To improve local anesthetic injection, cool the skin with ethyl chloride before injection. Use smaller-gauge needles (eg, 27 gauge or 30 gauge). Make sure the solution is at body temperature. Infiltrate very slowly to minimize the pain. The time from administration to onset of action is 2-5 minutes, and the effect lasts for 1.5-2 hours.

Lidocaine and epinephrine (Xylocaine with epinephrine, Lignospan)

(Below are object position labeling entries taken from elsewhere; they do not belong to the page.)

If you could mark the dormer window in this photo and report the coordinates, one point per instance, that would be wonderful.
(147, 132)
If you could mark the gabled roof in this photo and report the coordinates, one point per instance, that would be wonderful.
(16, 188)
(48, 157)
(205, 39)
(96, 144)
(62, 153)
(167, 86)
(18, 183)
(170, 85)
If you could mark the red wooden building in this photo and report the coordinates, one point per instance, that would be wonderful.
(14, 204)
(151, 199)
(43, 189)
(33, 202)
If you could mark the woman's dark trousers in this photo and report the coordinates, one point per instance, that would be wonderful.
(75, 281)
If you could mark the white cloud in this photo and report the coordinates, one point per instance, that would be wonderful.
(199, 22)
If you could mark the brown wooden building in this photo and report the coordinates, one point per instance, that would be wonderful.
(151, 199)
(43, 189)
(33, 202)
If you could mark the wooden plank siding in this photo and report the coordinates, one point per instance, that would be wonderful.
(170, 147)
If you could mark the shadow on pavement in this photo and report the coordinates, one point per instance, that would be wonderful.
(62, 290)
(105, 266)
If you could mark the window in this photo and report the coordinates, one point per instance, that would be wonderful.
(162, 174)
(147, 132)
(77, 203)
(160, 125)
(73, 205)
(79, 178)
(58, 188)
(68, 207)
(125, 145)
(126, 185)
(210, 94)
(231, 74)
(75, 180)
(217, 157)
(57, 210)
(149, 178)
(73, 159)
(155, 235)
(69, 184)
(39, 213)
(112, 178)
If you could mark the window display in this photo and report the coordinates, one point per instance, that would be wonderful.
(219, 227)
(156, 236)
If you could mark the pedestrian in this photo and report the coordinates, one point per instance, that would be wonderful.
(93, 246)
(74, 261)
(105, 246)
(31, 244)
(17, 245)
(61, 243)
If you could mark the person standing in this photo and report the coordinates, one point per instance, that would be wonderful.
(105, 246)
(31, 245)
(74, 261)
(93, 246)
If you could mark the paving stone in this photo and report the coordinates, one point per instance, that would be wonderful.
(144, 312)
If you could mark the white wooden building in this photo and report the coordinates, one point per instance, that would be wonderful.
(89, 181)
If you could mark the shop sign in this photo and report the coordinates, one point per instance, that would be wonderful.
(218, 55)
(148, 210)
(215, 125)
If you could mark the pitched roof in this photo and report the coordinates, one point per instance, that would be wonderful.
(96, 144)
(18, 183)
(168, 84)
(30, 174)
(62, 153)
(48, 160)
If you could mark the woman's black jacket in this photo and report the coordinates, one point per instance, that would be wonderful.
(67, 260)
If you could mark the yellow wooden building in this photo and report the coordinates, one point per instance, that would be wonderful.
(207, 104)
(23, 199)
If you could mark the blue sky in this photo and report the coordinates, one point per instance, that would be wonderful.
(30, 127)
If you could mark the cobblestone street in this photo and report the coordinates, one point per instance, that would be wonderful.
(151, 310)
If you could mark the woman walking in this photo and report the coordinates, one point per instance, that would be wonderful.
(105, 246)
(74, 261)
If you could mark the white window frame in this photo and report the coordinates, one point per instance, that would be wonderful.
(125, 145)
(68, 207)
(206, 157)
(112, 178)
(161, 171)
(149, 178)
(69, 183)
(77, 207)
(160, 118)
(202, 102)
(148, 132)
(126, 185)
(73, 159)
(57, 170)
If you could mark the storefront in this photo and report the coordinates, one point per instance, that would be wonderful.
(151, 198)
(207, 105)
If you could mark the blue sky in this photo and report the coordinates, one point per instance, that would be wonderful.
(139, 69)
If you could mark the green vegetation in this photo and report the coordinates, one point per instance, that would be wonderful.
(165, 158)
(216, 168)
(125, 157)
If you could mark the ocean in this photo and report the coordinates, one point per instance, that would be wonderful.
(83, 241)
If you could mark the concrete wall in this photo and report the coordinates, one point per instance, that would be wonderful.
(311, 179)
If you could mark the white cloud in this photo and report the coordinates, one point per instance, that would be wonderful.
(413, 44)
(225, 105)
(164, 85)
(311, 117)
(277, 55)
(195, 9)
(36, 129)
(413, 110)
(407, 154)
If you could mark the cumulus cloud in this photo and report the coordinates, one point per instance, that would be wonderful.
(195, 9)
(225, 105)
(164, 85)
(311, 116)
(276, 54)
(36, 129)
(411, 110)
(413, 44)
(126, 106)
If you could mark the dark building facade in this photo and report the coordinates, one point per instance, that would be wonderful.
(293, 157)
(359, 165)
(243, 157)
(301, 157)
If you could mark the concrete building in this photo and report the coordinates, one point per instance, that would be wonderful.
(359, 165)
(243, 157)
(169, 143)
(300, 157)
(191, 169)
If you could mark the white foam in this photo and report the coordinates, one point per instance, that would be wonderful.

Lidocaine inhibits depolarization of type C sensory neurons by blocking sodium channels. Epinephrine prolongs the duration of the anesthetic effects from bupivacaine by causing vasoconstriction of the blood vessels surrounding the nerve axons.

Neurologics, Other

Class Summary

Neurolytic agents provide a longer duration of pain relief, typically lasting for a few months. They achieve this by causing destruction of nerve fibers and wallerian degeneration of axonal fibers and Schwann cells. The neurons regenerate in 3-5 months. Often, it might take 1-2 weeks before complete pain relief is experienced.

Glycerol

Glycerol is a mild neurolytic agent used for treating trigeminal neuralgia but may cause perineural damage. Glycerol may down-regulate central neuronal hyperexcitability.

Alcohol

Alcohol is used in therapeutic neurolysis; however, because of its high complication rate, it has fallen out of favor. Concentrations of 95% will reliably lyze sympathetic, sensory, and motor components of a nerve.

Phenol

Phenol causes nerve destruction by inducing protein precipitation. It causes a separation of the myelin sheath from the axon and axonal edema. The use of higher concentrations of phenol may predispose to a higher incidence of vascular injury.

CNS Depressants

Class Summary

For trigeminal nerve block, the patient undergoes mild sedation.

Midazolam

Midazolam increases the presynaptic GABA inhibition and reduces the monosynaptic and polysynaptic reflexes. It suppresses muscle contractions by facilitating inhibitory GABA neurotransmission and other inhibitory transmitters. The patient undergoes mild sedation with midazolam 0.5-1 mg.

Fentanyl (Duragesic, Actiq, Abstral)

Fentanyl citrate is a synthetic opioid that has 75-200 times more potency and a much shorter half-life than morphine sulfate. It has fewer hypotensive effects than morphine and is safer in patients with hyperactive airway disease because of minimal or no associated histamine release. By itself, fentanyl citrate causes little cardiovascular compromise, although the addition of benzodiazepines or other sedatives may result in decreased cardiac output and blood pressure.